For discussion on today's call....

Regards

Steve Hanson
Architect, Data Format Description Language (DFDL)
Co-Chair, OGF DFDL Working Group
IBM SWG, Hursley, UK
smh@uk.ibm.com
tel:+44-1962-815848
----- Forwarded by Steve Hanson/UK/IBM on 23/08/2011 14:53 -----

From:	Tim Kimber/UK/IBM
To:	Steve Hanson/UK/IBM@IBMGB
Cc:	"Mike Beckerle" <mbeckerle.dfdl@gmail.com>, "'Stephanie Fetzer'" <sfetzer@us.ibm.com>
Date:	23/08/2011 12:34
Subject:	RE: Fw: BOM disposal

I'd like to summarize where we have got to on this:
- The most common scenarios are the ones where the document starts with a BOM / Unicode Signature. Users will expect DFDL to handle these scenarios simply and easily.
- BOMs / Unicode Signatures at the start of an element/group will be less common, but they will sometimes crop up when an application writes a UTF-encoded stream directly into another document without removing the BOM. DFDL must be able to cope with this, but it doesn't have to be simple and elegant. On that basis, I suggest that we follow Steve's proposal, and we should include toleration of UTF8 BOMs at the start of a document.
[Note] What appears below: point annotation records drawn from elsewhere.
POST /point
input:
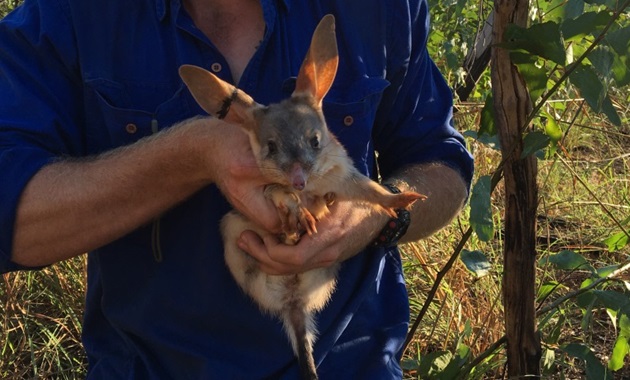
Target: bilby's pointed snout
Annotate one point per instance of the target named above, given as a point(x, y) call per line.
point(298, 177)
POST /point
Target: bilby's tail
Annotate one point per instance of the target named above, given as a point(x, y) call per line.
point(300, 327)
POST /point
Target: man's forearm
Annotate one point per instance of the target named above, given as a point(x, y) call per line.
point(446, 192)
point(73, 206)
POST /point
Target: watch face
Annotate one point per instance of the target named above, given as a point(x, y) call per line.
point(394, 229)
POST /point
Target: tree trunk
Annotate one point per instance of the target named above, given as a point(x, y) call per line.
point(512, 106)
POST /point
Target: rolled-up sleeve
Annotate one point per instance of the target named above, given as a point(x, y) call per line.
point(414, 121)
point(40, 104)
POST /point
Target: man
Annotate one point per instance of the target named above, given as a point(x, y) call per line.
point(99, 154)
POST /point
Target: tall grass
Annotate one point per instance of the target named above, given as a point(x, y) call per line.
point(41, 312)
point(593, 159)
point(40, 323)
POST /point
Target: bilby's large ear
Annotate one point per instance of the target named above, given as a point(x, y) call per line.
point(320, 65)
point(216, 96)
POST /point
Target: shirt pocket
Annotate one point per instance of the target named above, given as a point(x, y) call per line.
point(350, 116)
point(120, 114)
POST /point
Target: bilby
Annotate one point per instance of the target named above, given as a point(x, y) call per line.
point(307, 168)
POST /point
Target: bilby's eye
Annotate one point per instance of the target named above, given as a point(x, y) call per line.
point(272, 147)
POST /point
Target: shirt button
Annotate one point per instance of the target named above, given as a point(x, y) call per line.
point(131, 128)
point(348, 121)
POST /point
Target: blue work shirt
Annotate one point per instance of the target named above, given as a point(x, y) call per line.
point(80, 77)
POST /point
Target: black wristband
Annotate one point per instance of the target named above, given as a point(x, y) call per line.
point(395, 227)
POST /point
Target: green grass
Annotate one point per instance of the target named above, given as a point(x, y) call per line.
point(41, 312)
point(577, 193)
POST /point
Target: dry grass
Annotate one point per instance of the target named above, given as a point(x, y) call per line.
point(468, 309)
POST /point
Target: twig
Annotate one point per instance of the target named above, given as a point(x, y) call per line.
point(436, 284)
point(585, 289)
point(574, 65)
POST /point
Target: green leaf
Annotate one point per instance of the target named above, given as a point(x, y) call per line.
point(533, 142)
point(602, 58)
point(624, 325)
point(546, 289)
point(433, 363)
point(593, 91)
point(611, 65)
point(595, 370)
point(584, 25)
point(619, 40)
point(535, 76)
point(613, 300)
point(476, 262)
point(567, 260)
point(542, 39)
point(409, 364)
point(617, 241)
point(552, 129)
point(620, 350)
point(605, 271)
point(481, 209)
point(573, 9)
point(549, 358)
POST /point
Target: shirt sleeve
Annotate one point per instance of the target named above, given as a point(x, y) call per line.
point(414, 121)
point(40, 103)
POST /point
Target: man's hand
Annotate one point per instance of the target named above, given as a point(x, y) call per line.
point(236, 173)
point(343, 233)
point(351, 226)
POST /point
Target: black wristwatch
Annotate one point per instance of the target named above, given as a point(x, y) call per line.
point(395, 227)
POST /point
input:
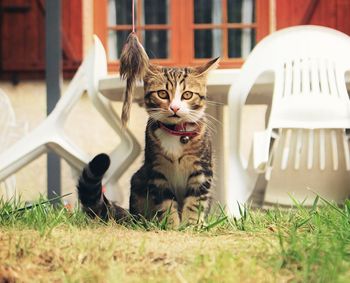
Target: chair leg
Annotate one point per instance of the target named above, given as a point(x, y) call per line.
point(10, 187)
point(68, 151)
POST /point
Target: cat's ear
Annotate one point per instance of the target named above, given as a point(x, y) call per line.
point(203, 70)
point(134, 64)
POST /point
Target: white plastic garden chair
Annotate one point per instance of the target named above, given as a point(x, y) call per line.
point(305, 143)
point(50, 135)
point(8, 132)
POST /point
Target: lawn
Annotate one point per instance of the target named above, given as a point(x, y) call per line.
point(52, 244)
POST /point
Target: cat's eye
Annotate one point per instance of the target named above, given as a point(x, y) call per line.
point(162, 94)
point(187, 95)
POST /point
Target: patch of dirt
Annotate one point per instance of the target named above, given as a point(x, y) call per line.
point(7, 274)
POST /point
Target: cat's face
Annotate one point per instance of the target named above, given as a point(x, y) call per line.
point(176, 95)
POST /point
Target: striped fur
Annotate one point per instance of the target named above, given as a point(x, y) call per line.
point(175, 179)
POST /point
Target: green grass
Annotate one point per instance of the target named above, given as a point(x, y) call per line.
point(46, 243)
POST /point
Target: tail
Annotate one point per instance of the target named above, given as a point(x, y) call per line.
point(93, 201)
point(133, 66)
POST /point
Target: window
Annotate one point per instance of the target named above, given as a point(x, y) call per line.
point(184, 32)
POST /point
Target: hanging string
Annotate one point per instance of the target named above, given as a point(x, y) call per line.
point(133, 15)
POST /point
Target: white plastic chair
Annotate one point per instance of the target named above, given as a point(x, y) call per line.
point(305, 143)
point(8, 131)
point(50, 135)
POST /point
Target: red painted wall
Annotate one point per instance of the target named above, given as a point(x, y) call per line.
point(23, 37)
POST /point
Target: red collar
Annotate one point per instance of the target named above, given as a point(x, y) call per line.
point(178, 129)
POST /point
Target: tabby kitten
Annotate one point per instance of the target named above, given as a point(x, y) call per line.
point(176, 177)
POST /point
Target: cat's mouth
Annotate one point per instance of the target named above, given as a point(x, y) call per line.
point(181, 129)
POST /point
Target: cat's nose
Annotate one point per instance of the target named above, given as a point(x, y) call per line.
point(174, 108)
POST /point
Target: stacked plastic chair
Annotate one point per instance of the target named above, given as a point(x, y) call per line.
point(50, 134)
point(304, 149)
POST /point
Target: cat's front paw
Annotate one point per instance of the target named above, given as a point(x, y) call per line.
point(168, 214)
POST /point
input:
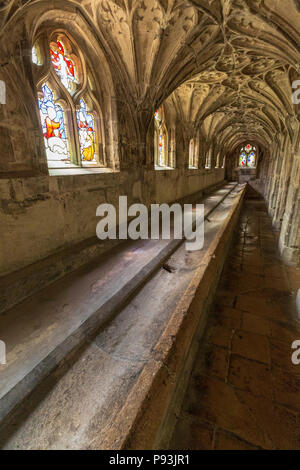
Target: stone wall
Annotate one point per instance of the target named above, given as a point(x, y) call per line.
point(42, 215)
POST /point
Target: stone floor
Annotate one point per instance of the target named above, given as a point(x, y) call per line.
point(244, 391)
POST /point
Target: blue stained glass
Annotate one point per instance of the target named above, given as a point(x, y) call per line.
point(243, 159)
point(251, 159)
point(53, 126)
point(87, 134)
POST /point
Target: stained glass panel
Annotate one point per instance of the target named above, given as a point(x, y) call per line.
point(87, 134)
point(191, 153)
point(53, 126)
point(63, 65)
point(243, 159)
point(251, 159)
point(248, 156)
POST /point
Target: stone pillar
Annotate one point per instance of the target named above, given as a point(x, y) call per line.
point(289, 242)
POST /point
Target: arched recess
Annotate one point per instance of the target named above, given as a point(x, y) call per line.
point(68, 66)
point(161, 139)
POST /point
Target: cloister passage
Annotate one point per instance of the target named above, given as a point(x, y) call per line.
point(132, 344)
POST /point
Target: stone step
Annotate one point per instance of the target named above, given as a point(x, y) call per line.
point(42, 330)
point(96, 397)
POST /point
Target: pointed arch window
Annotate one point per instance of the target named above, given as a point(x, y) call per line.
point(161, 157)
point(192, 159)
point(248, 155)
point(69, 112)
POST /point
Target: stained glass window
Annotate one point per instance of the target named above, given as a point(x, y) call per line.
point(63, 65)
point(161, 139)
point(35, 59)
point(70, 123)
point(191, 154)
point(54, 128)
point(248, 156)
point(87, 134)
point(36, 55)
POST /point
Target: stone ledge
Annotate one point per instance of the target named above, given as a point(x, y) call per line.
point(38, 363)
point(144, 420)
point(27, 281)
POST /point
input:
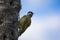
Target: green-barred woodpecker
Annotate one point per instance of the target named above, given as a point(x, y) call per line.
point(25, 22)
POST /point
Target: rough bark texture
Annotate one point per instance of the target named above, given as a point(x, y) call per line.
point(9, 11)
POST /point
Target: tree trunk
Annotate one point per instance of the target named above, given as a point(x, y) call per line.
point(9, 11)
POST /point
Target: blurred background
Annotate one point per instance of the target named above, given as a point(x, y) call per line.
point(45, 21)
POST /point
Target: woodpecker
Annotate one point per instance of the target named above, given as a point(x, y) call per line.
point(25, 22)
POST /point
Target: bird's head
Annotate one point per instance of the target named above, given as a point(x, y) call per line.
point(30, 13)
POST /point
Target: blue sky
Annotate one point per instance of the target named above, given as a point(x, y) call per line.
point(45, 21)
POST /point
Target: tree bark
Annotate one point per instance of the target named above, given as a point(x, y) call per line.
point(9, 12)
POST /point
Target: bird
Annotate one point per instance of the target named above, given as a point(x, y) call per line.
point(25, 22)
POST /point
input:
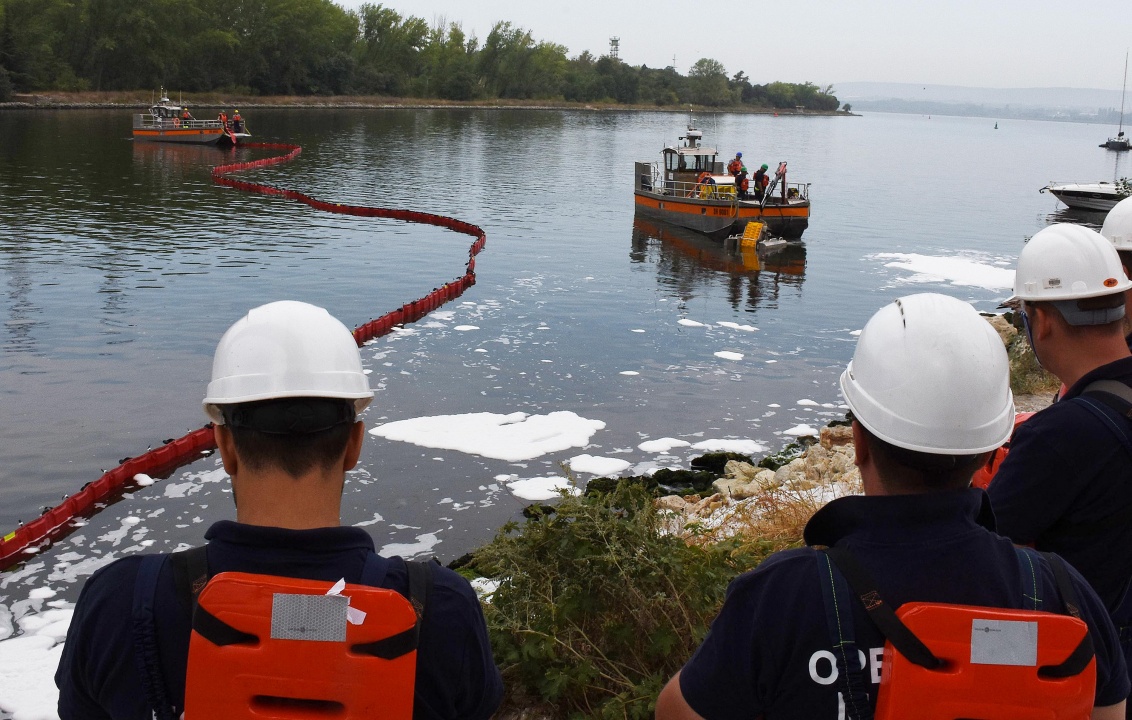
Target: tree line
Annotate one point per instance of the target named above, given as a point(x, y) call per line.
point(318, 48)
I have a small concern about round-tripping, though. In cases where the input BOM is genuinely providing missing information to the DFDL processor. I don't see how the application writer can ensure that the infoset is written using the same byte order as when it was parsed. One solution would be
- add a new property 'characterEncoding ' to the Document Information Item. This would be set to the encoding that was in force at the start of the root element. But it would not indicate byte order....
- add a new property 'characterByteOrder ' to the Document Information Item. For UTF encodings only, this would be set from the implied byte order of the encoding, or from the BOM if there is no implied byte order. For non-UTF encodings it would have no meaning.
Without the characterByteOrder property, I don't see how the application writer can determine this information. The characterEncoding property is included because
a) it's probably useful in its own right and
b) the characterByteOrder property would look a little strange on its own

For BOMs that occur at the start of a fixed-length element, the user is almost certainly going to want the BOM to be a ZWNBSP in the info set.
For BOMs that occur at the start of a variable-length element, I can envisage a standard pattern for suppressing the BOM if that's what the modeller wants.
- Create a hidden group containing one element
- set minOccurs to zero on the hidden element.
- set the element's initiator to the bytes of the BOM using two, three or four %#r entities.

regards,

Tim Kimber, Common Transformation Team,
Hursley, UK
Internet: kimbert@uk.ibm.com
Tel. 01962-816742
Internal tel. 246742

From: Steve Hanson/UK/IBM
To: "Mike Beckerle" <mbeckerle.dfdl@gmail.com>
Cc: "'Stephanie Fetzer'" <sfetzer@us.ibm.com>, Tim Kimber/UK/IBM@IBMGB
Date: 23/08/2011 10:03
Subject: RE: Fw: BOM disposal

We have documentFinalTerminatorCanBeMissing so that modellers don't have the headache of explicitly modeling an 'optional' <CR><LF> at the end of a document. I don't see why we shouldn't assist Unicode modellers in a similar way. But only at document level.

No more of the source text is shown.